Группа возбужденных гостей неподалеку подняла бокалы. Женщина в персиковом кружевном платье так воодушевилась, что голос у нее стал пронзительным.
– А сердце – нет? – спросила тихо Шарлотта, глядя на него.
Томас улыбнулся.
– Немножко нелепо думать сердцем. Я предпочел бы слово «инстинкт», который представляет собой связку прежних, далеких воспоминаний под покровом какого-то одного, поверхностного, и вот эти-то глубинные воспоминания и ответственны за мысли, которые мы сами не можем объяснить.
– Очень логично, – согласилась она. – Но в результате то же самое. Ты не веришь, что это сделал он, хотя не можешь быть уверен. Эмили говорит, что Скарборо был законченной свиньей. Он выгнал бедную горничную только за то, что она пела. Девушка была просто вне себя от горя. И самое непростительное тут – он ведь не мог не знать, что означает для нее потерять место. Ведь она не может получить другое без хорошей характеристики. Она же умерла бы от голода. – Шарлотта говорила все более взволнованно, ее голос становился все тоньше и выше: ей и девушку было жалко, и она была очень возмущена поведением Скарборо.
Питт коснулся ее руки.
– Но ты же говорила, что Эмили собирается предложить ей место горничной или что-то в этом роде?
– Да, но не в этом дело. – Шарлотта была слишком возбуждена, чтобы утихомириться. – Ведь Скарборо не мог знать о ее решении. А что, если бы Эмили случайно там не оказалась? Ведь она бы могла и не предложить!.. Нет, этот человек был просто настоящей свиньей.
Питт нахмурился, лицо его избороздило раздумье.
– Он сделал это публично?
Шарлотта отошла подальше от группы громко смеявшихся и болтавших гостей.
– Нет, не то чтобы публично, – ответила она, – а все же это было в самом углу комнаты, как раз недалеко от того места, где сидел Виктор Гаррик со своей виолончелью и ждал, когда его попросят играть.
– О! Да, ты права, – согласился он. – Этот человек был злым и несправедливым. Мне кажется, он вполне мог быть способен и на шантаж.
Их разговор был прерван Эмили, которая подошла к ним в шуршащем, цвета зеленого яблока, шелковом платье, расшитом крупным жемчугом.
– А мама все еще не приехала, – сказала она, волнуясь. – Как ты думаешь, может быть, она вообще не собирается приезжать? Но это было бы очень нехорошо с ее стороны. Наверное, она сейчас ни о ком, кроме себя, не думает. Я была просто уверена, что она посетит нас хотя бы сегодня, по случаю победы Джека.
– Ну, время еще есть, – ответил Питт, натянуто улыбаясь и без особой уверенности.
Эмили пристально на него посмотрела и ничего не ответила.

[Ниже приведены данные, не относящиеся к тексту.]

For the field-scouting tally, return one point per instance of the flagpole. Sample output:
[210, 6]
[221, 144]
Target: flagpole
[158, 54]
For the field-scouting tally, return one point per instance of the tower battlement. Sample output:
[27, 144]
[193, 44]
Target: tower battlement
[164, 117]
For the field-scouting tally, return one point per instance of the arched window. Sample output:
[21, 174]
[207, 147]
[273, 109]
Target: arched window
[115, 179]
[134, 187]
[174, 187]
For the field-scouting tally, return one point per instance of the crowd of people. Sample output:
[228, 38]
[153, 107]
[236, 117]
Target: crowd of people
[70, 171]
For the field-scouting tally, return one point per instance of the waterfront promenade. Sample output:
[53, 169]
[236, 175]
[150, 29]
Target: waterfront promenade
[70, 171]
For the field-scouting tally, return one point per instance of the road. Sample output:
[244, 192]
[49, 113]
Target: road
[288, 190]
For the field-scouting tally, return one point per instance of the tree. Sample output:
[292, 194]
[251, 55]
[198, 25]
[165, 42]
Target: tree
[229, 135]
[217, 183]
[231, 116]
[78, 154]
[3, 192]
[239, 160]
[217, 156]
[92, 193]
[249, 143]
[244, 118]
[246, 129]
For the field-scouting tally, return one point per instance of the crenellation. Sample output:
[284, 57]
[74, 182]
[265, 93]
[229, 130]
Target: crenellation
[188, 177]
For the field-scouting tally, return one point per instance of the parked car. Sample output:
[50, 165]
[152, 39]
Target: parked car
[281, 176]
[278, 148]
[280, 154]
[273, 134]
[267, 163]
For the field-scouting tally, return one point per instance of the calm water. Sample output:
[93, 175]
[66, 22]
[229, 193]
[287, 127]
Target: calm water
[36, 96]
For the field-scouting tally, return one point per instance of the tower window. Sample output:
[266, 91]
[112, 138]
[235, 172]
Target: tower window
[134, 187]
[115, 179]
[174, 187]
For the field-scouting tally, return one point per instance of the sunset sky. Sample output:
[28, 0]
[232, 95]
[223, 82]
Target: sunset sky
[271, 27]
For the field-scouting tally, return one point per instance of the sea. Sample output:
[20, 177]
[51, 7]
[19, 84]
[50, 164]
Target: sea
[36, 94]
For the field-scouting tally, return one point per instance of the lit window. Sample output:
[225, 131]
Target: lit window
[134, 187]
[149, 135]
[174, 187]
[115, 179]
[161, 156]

Питт извинился и отошел поговорить с Лэндоном Харлвудом, который поддержал Джека в избирательной борьбе и теперь пришел на праздничный прием, чтобы засвидетельствовать свое уважение. Вид у него был довольный и спокойный; он переходил от одной группы гостей к другой, жизнерадостный, брызжущий верой в будущее. В свете канделябров его волосы отливали медным блеском.
– Он так нам помог, – заметила Эмили, глядя, как Лэндон с явным удовольствием приветствует Питта. – Приятный человек. Я еще никогда не видела его таким веселым после смерти его жены, бедняжки… Ты знаешь, она долго болела. Я, правда, никогда не верила, что миссис Харлвуд настолько уж больна. Она принадлежала к людям, которые только и говорят, что о своих болезнях. Но оказалось, что я ошибалась: она действительно умерла от туберкулеза, и теперь я чувствую себя ужасно виноватой перед ней.
– Но так и должно быть, – согласилась Шарлотта.
Эмили колюче на нее взглянула.
– А от тебя вовсе не требуется во всем со мной соглашаться. И независимо от того, жива она или нет, миссис Харлвуд была очень требовательной и трудной женщиной.
– Но я думаю, он любил ее, и до болезни она, возможно, и не была такой, – заметила Шарлотта.
– Ты придираешься ко мне, – шутя упрекнула ее Эмили, но потом спросила серьезно: – Ты о Томасе беспокоишься? Но нельзя же ожидать от него, чтобы он разгадывал все загадки. Есть на свете такие тайны, которые никому не раскрыть.